Larue Christian v. Gary Johnson, Director, TDCJ-ID, Manuel Mendoza Jr., Carolyn Scoggins
This text of Larue Christian v. Gary Johnson, Director, TDCJ-ID, Manuel Mendoza Jr., Carolyn Scoggins (Larue Christian v. Gary Johnson, Director, TDCJ-ID, Manuel Mendoza Jr., Carolyn Scoggins) is published on Counsel Stack Legal Research, covering Court of Appeals of Texas primary law. Counsel Stack provides free access to over 12 million legal documents including statutes, case law, regulations, and constitutions.
Opinion
NO. 07-01-0118-CV
IN THE COURT OF APPEALS
FOR THE SEVENTH DISTRICT OF TEXAS
AT AMARILLO
PANEL D
APRIL 17, 2001
______________________________
LARUE CHRISTIAN,
Appellant
v.
GARY JOHNSON, DIRECTOR, TEXAS DEPARTMENT OF CRIMINAL JUSTICE,
MANUEL MENDOZA, JR., CAROLYN SCOGGINS, NORMA J. SOUTHERN,
AND MISTY D. MATHIAS,
Appellees
_________________________________
FROM THE 320 TH DISTRICT COURT OF POTTER COUNTY;
NO. 87,714-D; HON. DON EMERSON, PRESIDING
_______________________________
Before BOYD, C.J., and QUINN and REAVIS, JJ.
Larue Christian appeals from an order dismissing his suit. The trial court signed said order on November 30, 2000. Approximately 70 days lapsed before Christian filed, on February 8, 2001, his motion to reinstate the cause. Tex. R. Civ. P . 329b (a) (stating that one must file a motion for new trial or like prayer within 30 days of the date the final order was signed). Furthermore, his notice of appeal was not filed until March 19, 2001. Tex. R. App. Proc . 26.1 (stating that one must file a notice of appeal within thirty days of the date the final order is signed, unless that deadline has been extended by motion or rule of procedure). Given this chronology, we conclude that Christian’s attempt to appeal was untimely in that his notice of appeal was filed long after expiration of the applicable deadline and the deadline was not extended by motion or rule of procedure.

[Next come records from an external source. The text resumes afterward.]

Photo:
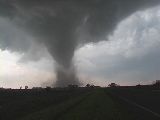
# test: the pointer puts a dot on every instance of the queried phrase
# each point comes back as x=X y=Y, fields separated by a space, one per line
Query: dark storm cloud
x=61 y=25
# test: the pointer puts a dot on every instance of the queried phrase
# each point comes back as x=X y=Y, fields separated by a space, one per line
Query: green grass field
x=95 y=105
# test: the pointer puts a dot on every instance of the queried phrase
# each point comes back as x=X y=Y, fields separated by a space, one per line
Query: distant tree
x=157 y=83
x=88 y=85
x=26 y=87
x=113 y=85
x=48 y=88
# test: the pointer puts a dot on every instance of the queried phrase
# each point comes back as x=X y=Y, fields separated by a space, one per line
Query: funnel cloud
x=61 y=26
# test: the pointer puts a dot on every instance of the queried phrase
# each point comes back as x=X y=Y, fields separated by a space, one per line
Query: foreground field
x=76 y=104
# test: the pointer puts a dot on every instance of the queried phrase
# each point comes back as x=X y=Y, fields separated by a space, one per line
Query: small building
x=72 y=86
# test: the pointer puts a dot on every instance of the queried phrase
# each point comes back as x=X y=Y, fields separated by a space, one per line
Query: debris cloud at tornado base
x=62 y=25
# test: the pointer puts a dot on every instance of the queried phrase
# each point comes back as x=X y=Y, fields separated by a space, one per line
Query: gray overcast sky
x=130 y=56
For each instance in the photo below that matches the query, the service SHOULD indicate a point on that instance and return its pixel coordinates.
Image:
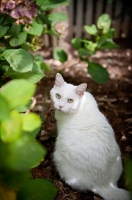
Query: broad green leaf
(83, 52)
(35, 29)
(76, 42)
(98, 73)
(37, 189)
(109, 44)
(92, 30)
(18, 92)
(91, 46)
(19, 39)
(19, 59)
(24, 154)
(33, 76)
(30, 122)
(104, 22)
(3, 30)
(7, 194)
(11, 129)
(109, 34)
(59, 54)
(57, 17)
(4, 109)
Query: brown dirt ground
(114, 100)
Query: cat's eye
(70, 100)
(58, 96)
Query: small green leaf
(37, 189)
(33, 76)
(91, 46)
(57, 17)
(11, 129)
(18, 92)
(104, 22)
(76, 42)
(18, 40)
(4, 109)
(92, 30)
(45, 67)
(35, 29)
(24, 154)
(98, 73)
(59, 54)
(3, 30)
(31, 122)
(19, 59)
(109, 45)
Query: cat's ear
(59, 81)
(80, 89)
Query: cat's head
(67, 97)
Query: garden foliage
(22, 26)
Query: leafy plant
(102, 39)
(19, 150)
(22, 27)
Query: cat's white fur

It appearing that jurisdiction was absent, the court also sent Christian a letter, dated April 2, 2001, instructing him to show cause why the case should not be dismissed for want of jurisdiction. He responded to that letter. However, none of the arguments stated therein justify retention of the case. Simply put, the deadlines for perfecting appeal lapsed without Christian either complying with them or seeking their modification. That he personally thought his conduct diligent matters not. Nor is the fact that he represents himself of import, for those acting pro se are nonetheless bound by the rules of procedure. See Caldwell v. State , 918 S.W.2d 9, 10 (Tex.App.–Amarillo 1996, no writ) (holding that pro se litigants are also bound to know and abide by the rules of appellate procedure).
Consequently, we dismiss the appeal for want of jurisdiction.